Where does time go when we lose track of it? You know, when we sit down “for a couple of minutes” and get so absorbed that when we glance up, an hour – or more – has passed without our noticing? And who puts on the brakes when time drags in the face of a mountain of postponed paperwork? The minutes don’t speed up or slow down, but we get the feeling they do.
This perception is what we at CereCore® Institute call emotional time. It doesn’t adhere neatly to seconds, minutes and hours. But it exerts extraordinary influence over our productivity, our creativity and the joy we find in our work.
Put Time on Your Side
The beauty in this fact of subjective perception is that it makes time an ally rather than an adversary. By acknowledging the power of emotional time – and where it comes from – we can begin to use that power to our advantage.
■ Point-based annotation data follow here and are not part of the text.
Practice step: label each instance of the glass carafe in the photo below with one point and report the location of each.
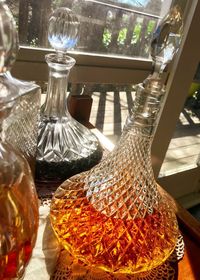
(18, 198)
(21, 126)
(113, 217)
(65, 147)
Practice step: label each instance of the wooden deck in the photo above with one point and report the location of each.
(109, 112)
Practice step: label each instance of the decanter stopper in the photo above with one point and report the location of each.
(164, 45)
(8, 38)
(115, 218)
(65, 147)
(18, 198)
(63, 30)
(166, 39)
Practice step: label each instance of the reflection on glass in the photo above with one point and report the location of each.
(120, 27)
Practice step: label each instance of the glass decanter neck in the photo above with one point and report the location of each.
(148, 101)
(55, 105)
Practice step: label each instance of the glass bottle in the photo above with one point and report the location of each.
(18, 198)
(113, 216)
(21, 126)
(65, 147)
(164, 45)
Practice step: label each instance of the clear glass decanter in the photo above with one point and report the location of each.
(65, 147)
(21, 126)
(18, 198)
(113, 217)
(164, 45)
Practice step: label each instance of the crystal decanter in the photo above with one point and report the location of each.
(21, 126)
(18, 198)
(65, 147)
(164, 45)
(113, 216)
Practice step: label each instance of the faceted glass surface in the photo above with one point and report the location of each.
(21, 127)
(113, 216)
(65, 147)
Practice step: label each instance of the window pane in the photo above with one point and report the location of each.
(121, 27)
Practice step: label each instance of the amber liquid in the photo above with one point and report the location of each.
(115, 245)
(18, 227)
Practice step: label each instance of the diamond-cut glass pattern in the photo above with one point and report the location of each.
(113, 216)
(20, 127)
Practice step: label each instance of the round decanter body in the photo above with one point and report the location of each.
(113, 217)
(65, 147)
(18, 212)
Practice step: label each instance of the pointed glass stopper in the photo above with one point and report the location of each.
(166, 39)
(8, 38)
(65, 147)
(63, 30)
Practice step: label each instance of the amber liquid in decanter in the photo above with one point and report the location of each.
(122, 245)
(14, 206)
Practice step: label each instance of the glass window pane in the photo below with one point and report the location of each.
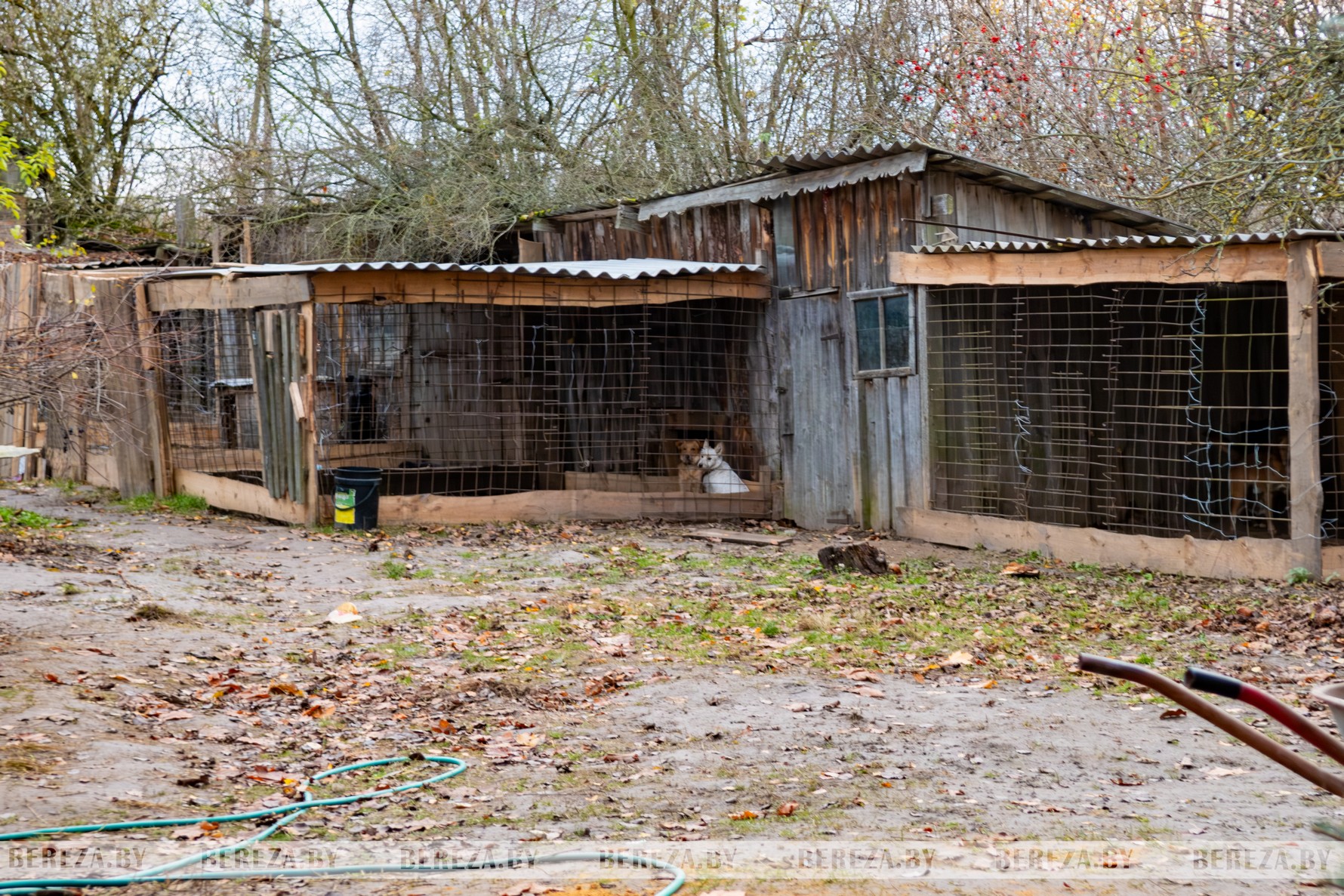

Instead of fighting against time, trying to find more minutes, more hours, we can begin to invest our emotional energy creatively – and make the most of the time we have.
For example, one of the first things that playing with emotional time does is to change the perception that time is linear. The fact is we don’t always have to follow a set sequence.
The next time you’re working on a project, do the one or two obviously critical things first. But then bring emotional time into the equation. Decide the remaining sequence of events and tasks based on what you feel like doing next, and how much time each task requires. And then watch what happens – to your energy levels, to your productivity and to your time.
Sometimes our fight with time is really a fight with our To Do list. It may not be in the order that our brain likes. So change the emotional stakes. Change the order. You still get the tasks done – without feeling like you’re tied to the To Do list.
At the Institute we find that emotional engagement cannot be overestimated for nonlinear thinkers. The truth is, if we want action, we need emotion. Curiously, the secret to becoming emotionally engaged is to understand and leverage how we think.